# What do you use to control flies in the goat house



## Jea (Aug 13, 2016)

The biting flies are in the goat house, and although the fly strips catch some of them, it's hot and they seem to be particularly bitey.

I am sure the goats are suffering with them.  What do you use to control flies in the goat living area that won't hurt the goats?


----------



## Green Acres Farm (Aug 13, 2016)

In our goat pen, flies are usually not that bad at all, but if they ever get bad I put a chicken or two in.


----------



## Green Acres Farm (Aug 13, 2016)

Walmart carries this all natural dog and cat flea/ tick spray in the pet section that smells good and works on goats, too with flies.


----------



## Green Acres Farm (Aug 13, 2016)

Jea said:


> The biting flies are in the goat house, and although the fly strips catch some of them, it's hot and they seem to be particularly bitey.
> 
> I am sure the goats are suffering with them.  What do you use to control flies in the goat living area that won't hurt the goats?
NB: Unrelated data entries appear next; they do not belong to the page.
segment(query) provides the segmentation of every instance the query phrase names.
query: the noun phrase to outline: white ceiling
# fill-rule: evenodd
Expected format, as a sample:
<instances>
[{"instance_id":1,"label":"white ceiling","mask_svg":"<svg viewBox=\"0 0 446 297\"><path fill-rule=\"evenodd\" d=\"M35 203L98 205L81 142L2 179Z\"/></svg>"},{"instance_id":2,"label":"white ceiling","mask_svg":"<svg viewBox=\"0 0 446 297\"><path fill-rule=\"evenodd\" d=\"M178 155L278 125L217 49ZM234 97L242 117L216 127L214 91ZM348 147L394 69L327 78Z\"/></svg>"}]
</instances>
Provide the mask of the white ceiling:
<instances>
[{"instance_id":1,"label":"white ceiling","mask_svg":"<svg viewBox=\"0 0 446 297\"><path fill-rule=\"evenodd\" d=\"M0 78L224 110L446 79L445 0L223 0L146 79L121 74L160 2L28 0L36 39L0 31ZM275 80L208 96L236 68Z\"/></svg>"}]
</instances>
Fly strips have not worked for us at all!


----------



## babsbag (Aug 13, 2016)

Fly strips, fly traps hung 20' or more away, and fly predators. But the fly predators need to be started in the spring and you get a shipment every month, but they work well. There is also a sticky trap for biting flies.


----------



## Ponker (Aug 13, 2016)

I use fly predators, muscovy ducks, and chickens along with the fly traps. We get some 'big buzzies' that come around and scare everyone including the dogs. They're horrible. Luckily they only come around in late summer and don't stay long.


----------



## Southern by choice (Aug 13, 2016)

We use fly predators. 
Also most strips don't work well but the sheet roll below does. We cut it to length and put it where it is really heavy with flies. I think this is a 30 ft roll and I believe it is about a foot wide.

Putting up fans will help a great deal. 



http://www.tractorsupply.com/tsc/product/catchmaster-giant-fly-trap-30-ft-roll?cm_vc=-10005


----------



## babsbag (Aug 14, 2016)

I use these sticky traps and tapes. They also catch yellow jackets.


----------



## Jea (Aug 15, 2016)

I noticed that flies get into the straw that is on the ground. And while we replace it pretty often since it's hot, just fluffing it up usually stirs up a bunch of flies living in the straw.  Do you ever sprinkle anything on the straw itself to discourage flies?  or is it just replace all the straw, or deal with flies living in the straw?


----------



## Southern by choice (Aug 15, 2016)

I put the fly sheets down around or on top of a bale.


----------